Employee Alison Gillette, left, and co-owner Christine Janikowksi took care of a customer at Trail’s End Bookstore on Monday.
Expanded seating, more books planned for larger retail space
By Don Nelson
Trail’s End Bookstore will relocate a few steps down Winthrop’s boardwalk when the business moves to the former White Buck Trading Company building in October.
The move will more than double the space that Trail’s End now occupies, co-owner Christine Janikowski said this week. She said that the store’s book inventory will be expanded, and that more seating space will be provided for book browsers.
Christine and her husband, Patrick, purchased the bookstore business from Ken Libby and Julie Tate-Libby in February 2013. They have been leasing the space from building owners Brian and Amy Sweet, who also own the Cascades Outdoor Store across Riverside Avenue from Trail’s End.
Until recently, the bookstore was managed by the Janikowskis’ son Christopher, who has moved back to New York. Abiline Hagee, a longtime Trail’s End employee, now manages the store, Christine Janikowski said. “She and I collaborate well,” Janikowski said of Hagee.

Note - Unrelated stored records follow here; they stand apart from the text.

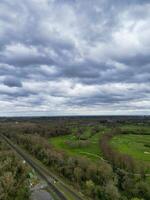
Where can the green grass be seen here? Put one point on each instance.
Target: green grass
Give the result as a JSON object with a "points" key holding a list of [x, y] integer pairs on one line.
{"points": [[137, 146], [136, 129], [91, 151]]}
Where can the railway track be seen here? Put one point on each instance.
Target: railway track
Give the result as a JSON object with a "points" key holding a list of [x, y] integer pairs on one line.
{"points": [[52, 181]]}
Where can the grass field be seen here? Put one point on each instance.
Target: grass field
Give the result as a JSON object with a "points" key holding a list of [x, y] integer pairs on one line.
{"points": [[91, 151], [137, 146]]}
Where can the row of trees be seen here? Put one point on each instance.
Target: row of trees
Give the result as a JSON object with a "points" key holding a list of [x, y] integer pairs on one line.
{"points": [[131, 175], [96, 180], [14, 184]]}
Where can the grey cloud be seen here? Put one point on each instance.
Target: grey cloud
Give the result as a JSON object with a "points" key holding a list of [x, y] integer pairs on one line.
{"points": [[73, 42], [12, 82]]}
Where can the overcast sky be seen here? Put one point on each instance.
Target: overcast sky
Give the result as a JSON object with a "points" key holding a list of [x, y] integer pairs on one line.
{"points": [[66, 57]]}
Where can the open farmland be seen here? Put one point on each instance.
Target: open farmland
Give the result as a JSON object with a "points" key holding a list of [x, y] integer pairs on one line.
{"points": [[71, 145], [137, 146]]}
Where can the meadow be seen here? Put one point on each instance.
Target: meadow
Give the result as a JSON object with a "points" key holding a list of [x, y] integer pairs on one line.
{"points": [[87, 146], [137, 146]]}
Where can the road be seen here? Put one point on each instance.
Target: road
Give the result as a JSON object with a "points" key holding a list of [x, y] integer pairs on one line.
{"points": [[54, 183]]}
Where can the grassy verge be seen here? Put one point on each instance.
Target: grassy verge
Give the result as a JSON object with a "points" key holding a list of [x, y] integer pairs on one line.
{"points": [[137, 146]]}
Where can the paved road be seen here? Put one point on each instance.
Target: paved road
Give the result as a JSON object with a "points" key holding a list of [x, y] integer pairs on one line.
{"points": [[52, 181]]}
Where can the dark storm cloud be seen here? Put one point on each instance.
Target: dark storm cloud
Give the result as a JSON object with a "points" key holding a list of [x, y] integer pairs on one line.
{"points": [[57, 53], [12, 82]]}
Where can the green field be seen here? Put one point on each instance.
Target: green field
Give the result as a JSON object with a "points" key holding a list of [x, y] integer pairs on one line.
{"points": [[91, 150], [137, 146]]}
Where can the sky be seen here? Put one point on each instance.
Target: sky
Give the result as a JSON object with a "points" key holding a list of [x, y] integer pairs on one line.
{"points": [[74, 57]]}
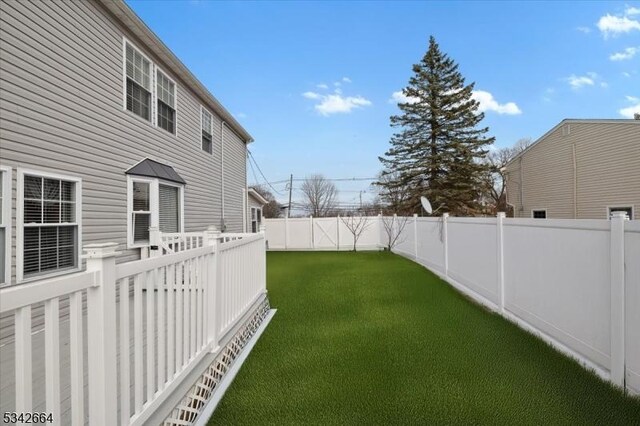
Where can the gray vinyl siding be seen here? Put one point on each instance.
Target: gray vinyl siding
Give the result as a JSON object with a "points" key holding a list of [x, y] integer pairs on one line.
{"points": [[61, 111], [607, 173], [235, 157]]}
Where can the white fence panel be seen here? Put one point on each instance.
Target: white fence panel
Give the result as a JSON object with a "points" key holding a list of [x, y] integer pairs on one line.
{"points": [[557, 279], [473, 261], [632, 308], [276, 233], [430, 243], [325, 233], [406, 242], [300, 234]]}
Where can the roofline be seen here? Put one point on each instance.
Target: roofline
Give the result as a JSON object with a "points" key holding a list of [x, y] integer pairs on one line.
{"points": [[257, 195], [574, 120], [122, 12]]}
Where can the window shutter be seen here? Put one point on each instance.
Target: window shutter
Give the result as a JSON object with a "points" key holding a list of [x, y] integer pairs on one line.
{"points": [[169, 209]]}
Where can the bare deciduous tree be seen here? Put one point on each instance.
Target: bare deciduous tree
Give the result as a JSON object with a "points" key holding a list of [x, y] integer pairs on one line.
{"points": [[320, 196], [393, 227], [495, 180], [356, 224]]}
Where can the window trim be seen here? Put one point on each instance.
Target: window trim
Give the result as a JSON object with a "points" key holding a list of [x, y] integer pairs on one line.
{"points": [[153, 69], [202, 111], [154, 99], [7, 198], [126, 41], [154, 205], [20, 224], [258, 222], [621, 206], [538, 210]]}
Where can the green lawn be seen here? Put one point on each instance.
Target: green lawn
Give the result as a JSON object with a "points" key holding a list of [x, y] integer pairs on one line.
{"points": [[373, 338]]}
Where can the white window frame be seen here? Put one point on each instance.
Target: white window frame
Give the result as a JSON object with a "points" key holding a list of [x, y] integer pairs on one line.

Janikowski and her husband own a house on Wolf Creek Road. They live in Seattle and own an architectural firm there.
The owners want to “create an environment where people might want to linger a little longer” in the new space, Janikowski said. At its current location, the store has little room for seating other than an outside deck that overlooks the Chewuch River.
Janikowski said the bookstore is doing well now after some struggles, but added that she and her husband are not in the business to make a lot of money. When they learned in 2012 that Trail’s End might close if the business weren’t sold, she said, “We thought, ‘that bookstore can’t close.’ We wanted to give something back to the community.”
Janikowski noted that, after a steady decline, the independent bookstore business seems to be making a comeback. According to the American Bookseller Association, she said, overall revenues are growing and new stores are opening — a reversal of recent trends.
Space for kids
After the move in October, she added, Trail’s End hopes to host book clubs and other community groups looking for a gathering spot. “Hopefully, we’ll become a destination,” she said.
Another plan is to expand the children’s book section. “We want to have space for kids to sprawl and hang out,” she said.
Plans for the move are already underway, Janikowski said, including some renovation of the White Buck Trading Company building, owned by the Lester family. The Lesters operated the business for more than 20 years before announcing its closure in 2014.
The White Buck was known for novelty items and Western-themed gifts. It also included an antiques store and museum of locally historic artifacts. The Lesters had an auction in September 2015 to liquidate antique items from their collection.
Shotgun Nellies, a Western-themed home decor and gift shop, relocated to the White Buck building in 2015 and now occupies a portion of the former retail space.
Meanwhile, the Sweets are optimistic about landing a new tenant for the bookstore building, which they purchased in 2007.
“We’re reaching out to movers and shakers in the community,” Brian Sweet said this week. He noted that there are only 34 commercial buildings in the heart of Winthrop along Riverside Avenue, and the Trail’s End spot is in the center of it.
“We’re hoping for someone who wants to launch a new business, or expand or move,” Sweet said. “We want something that’s stable, long-term and an asset to Winthrop.”
Before Trail’s End moved to its current location, it was in what is now the Nordic Ultratune building. Before that, it was in what is now the Wine Shed in the building next to Nordic Ultratune.